Hz. Muhammed'in (as) "Ehl-i Kitaba bir şey sormayınız" beyanına ters düşen bu Yıldırımî tutumu nasıl izah edebilirsiniz?
İyisi mi, var bir hikmeti deyin ve çıkın işin içinden. Zira birileri; "Murad-ı ilahiyi/Allah'ın neyi murad ettiğini kavrama kabiliyeti olan" hikmeti olur olmaz, tutar tutmaz her yerde kullanıyor nasıl olsa.
Evangelist papaz olan Dr. Anis Shorrosh'a bu çalışmasında dolayı kızıp kızmadığınızı bilmiyorum.
Ama mutlaka kızmışsınız.
Bana göre bu adamın yaptığı ile, "diyalogcu" çevrelerin, Kur'an'ı manalandırmaları arasında o kadar da büyük bir fark yok.
Mesela, yeni nesil bir "akademisyen", Allah'a rağmen 64. ayetten diyalog manası çıkarabiliyor.
Oysa söz konusu ayette Allah, Peygamberimize "Ehl-i Kitabı" imana davet etmeyi emrediyor.
Bir başka dokümanda ise daha gariplikler var.
Yine Kur'an ayetleri, ya konjöktüre göre manalandırılıyor, ya da birilerinin hatırı için ikiye taksim bölünüp, işe yarayan kısım alınıyor.
Yd.Doç.Dr. Abdullah DUMAN "Diyalog ve Peygamberimiz'in Hayatından Diyalog Örnekleri" adlı makalesinde hem Al-i İmran 64. ayeti çarpıtıyor, hem ayeti doğru anlamamız için çok önemli olan son kısmı, yani "(Ey Muhammed, yaptığın İslam'a davetinden, Ehl-i Kitap) Eğer onlar yine yüz çevirirlerse, işte o zaman: Şahit olun ki biz Müslümanlarız! Deyiniz" kısmını yazma gereği duymuyor.

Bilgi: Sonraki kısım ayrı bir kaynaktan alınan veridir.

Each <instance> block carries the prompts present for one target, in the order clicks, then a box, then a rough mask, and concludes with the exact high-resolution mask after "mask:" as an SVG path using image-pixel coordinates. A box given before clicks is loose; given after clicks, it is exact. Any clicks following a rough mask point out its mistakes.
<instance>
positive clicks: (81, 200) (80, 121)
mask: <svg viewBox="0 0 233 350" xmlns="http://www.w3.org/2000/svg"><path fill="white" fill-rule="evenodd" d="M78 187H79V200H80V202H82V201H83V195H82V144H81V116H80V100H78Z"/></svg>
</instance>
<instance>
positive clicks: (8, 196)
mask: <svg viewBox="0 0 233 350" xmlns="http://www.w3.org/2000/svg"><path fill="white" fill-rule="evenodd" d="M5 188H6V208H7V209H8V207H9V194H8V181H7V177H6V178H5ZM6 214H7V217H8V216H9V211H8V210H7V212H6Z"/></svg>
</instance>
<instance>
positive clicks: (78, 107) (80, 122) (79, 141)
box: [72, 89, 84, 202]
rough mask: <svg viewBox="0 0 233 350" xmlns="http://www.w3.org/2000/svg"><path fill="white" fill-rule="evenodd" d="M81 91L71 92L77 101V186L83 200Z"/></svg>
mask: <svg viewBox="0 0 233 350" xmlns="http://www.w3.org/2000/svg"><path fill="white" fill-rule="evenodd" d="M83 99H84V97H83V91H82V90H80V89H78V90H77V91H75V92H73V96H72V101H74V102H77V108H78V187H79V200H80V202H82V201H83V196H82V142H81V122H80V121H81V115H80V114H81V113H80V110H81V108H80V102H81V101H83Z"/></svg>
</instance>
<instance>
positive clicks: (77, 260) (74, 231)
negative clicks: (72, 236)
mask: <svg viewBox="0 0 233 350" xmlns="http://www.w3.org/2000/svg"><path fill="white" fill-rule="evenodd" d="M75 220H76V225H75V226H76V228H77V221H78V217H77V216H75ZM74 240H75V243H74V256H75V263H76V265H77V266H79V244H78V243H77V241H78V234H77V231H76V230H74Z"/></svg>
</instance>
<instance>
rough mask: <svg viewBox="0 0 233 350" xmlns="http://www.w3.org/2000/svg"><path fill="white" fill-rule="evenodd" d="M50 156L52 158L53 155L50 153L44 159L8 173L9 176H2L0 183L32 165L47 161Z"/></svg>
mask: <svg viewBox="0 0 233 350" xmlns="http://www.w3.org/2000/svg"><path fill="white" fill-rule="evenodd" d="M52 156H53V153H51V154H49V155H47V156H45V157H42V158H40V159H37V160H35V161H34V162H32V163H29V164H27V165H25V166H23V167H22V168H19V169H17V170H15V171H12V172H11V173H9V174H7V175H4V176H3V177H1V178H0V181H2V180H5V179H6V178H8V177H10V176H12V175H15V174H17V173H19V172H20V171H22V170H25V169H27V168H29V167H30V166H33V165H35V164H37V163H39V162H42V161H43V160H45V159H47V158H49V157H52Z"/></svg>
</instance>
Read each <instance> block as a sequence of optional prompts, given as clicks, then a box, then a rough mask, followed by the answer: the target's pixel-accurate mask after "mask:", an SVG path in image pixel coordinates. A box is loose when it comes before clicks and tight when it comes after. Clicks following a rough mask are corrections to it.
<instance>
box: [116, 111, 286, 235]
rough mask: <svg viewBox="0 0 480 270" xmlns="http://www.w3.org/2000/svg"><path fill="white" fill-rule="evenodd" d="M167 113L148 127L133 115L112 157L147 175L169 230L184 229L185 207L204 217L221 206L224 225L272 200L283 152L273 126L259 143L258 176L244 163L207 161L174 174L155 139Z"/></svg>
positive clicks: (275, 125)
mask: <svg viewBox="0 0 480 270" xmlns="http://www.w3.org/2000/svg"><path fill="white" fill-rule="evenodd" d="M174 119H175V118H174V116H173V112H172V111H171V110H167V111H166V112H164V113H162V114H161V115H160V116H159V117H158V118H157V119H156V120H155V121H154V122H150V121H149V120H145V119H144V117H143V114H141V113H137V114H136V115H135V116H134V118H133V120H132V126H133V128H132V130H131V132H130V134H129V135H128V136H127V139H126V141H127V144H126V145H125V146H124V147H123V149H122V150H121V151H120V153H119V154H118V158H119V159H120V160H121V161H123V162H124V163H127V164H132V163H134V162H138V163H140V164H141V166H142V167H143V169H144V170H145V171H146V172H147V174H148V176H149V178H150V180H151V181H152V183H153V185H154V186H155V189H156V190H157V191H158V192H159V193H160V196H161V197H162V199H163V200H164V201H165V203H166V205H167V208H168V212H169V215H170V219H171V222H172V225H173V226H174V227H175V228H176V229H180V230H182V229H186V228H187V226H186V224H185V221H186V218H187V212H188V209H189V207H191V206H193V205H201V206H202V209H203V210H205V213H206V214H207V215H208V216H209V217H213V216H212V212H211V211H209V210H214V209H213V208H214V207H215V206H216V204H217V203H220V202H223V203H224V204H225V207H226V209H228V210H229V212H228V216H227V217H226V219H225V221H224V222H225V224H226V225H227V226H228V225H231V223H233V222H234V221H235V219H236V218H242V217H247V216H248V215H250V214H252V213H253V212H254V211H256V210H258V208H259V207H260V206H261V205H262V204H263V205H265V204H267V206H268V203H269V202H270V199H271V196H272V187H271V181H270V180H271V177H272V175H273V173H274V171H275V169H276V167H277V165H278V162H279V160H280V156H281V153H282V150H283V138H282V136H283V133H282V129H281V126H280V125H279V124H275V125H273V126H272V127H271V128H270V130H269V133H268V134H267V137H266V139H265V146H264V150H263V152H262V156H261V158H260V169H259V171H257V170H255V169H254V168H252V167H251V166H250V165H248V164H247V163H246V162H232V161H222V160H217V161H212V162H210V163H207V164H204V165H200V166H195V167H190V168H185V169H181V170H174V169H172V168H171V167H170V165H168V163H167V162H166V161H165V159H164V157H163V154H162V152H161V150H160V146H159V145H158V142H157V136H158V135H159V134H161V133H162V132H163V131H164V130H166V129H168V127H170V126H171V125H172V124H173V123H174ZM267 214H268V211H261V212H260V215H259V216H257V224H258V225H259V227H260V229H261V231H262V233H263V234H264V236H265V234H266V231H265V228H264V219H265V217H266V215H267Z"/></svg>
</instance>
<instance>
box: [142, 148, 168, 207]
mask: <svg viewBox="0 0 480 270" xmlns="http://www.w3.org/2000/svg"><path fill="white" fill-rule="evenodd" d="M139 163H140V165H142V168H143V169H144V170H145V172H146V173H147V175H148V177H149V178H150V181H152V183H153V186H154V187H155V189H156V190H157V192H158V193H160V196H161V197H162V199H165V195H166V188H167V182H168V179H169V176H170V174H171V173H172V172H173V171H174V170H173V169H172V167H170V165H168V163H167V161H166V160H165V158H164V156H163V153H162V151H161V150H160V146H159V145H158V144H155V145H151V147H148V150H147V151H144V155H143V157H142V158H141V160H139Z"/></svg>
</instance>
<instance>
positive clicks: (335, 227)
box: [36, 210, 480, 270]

Akademik unvana sahip olamadan, kolaylıkla anlaşılır ki, bu ayette Kilisenin başlattığı "diyalog" yok, ya ne var Hz. Muhammed'in (as) ve O'na ümmet olanların birinci görevi olan tebliğ var.
Sayın Duman devamla; "Allah (c.c.), Hz. Musa ve kardeşi Harun'u Firavun'a gönderirken, ona yumuşak sözlerle hitap etmelerini emretmektedir" (Tâ-Hâ, 20/44).
Doğrudur, ama bu ayette anlatılan "diyalog" değil, tebliğcinin takınacağı tavır için bir örnek vardır.
Şu ana kadar, Müslüman, papaz, haham ihtilatı/kokteyli şeklinde yapılan "diyalog" çalışmalarının aksine Allah, elçilerine; "iyice aza Firavn'a gitmelerini" "ola ki ayıkır, batılı bırakır" diye emrediyor.
Sayın Duman gibi yapar da, surenin 44. ayetini, hatta ayetin tamamını değil de sadece bir bölümünü alırsanız, o zaman Allah'ın muradını anlayamazsınız.
Akademik unvana gerek kalmadan, rahatlıkla, Sayın Duman'ın ayeti duman ettiğini anlarsınız.
İşte 44. ayetin tamamı; "Ona yumuşak söz söyleyin. Belki o, aklını başına alır veya korkar."
Ve bir önceki ayet. "Firavun'a gidin. Çünkü o, iyiden iyice azdı" (Tâ-Hâ, 20/43).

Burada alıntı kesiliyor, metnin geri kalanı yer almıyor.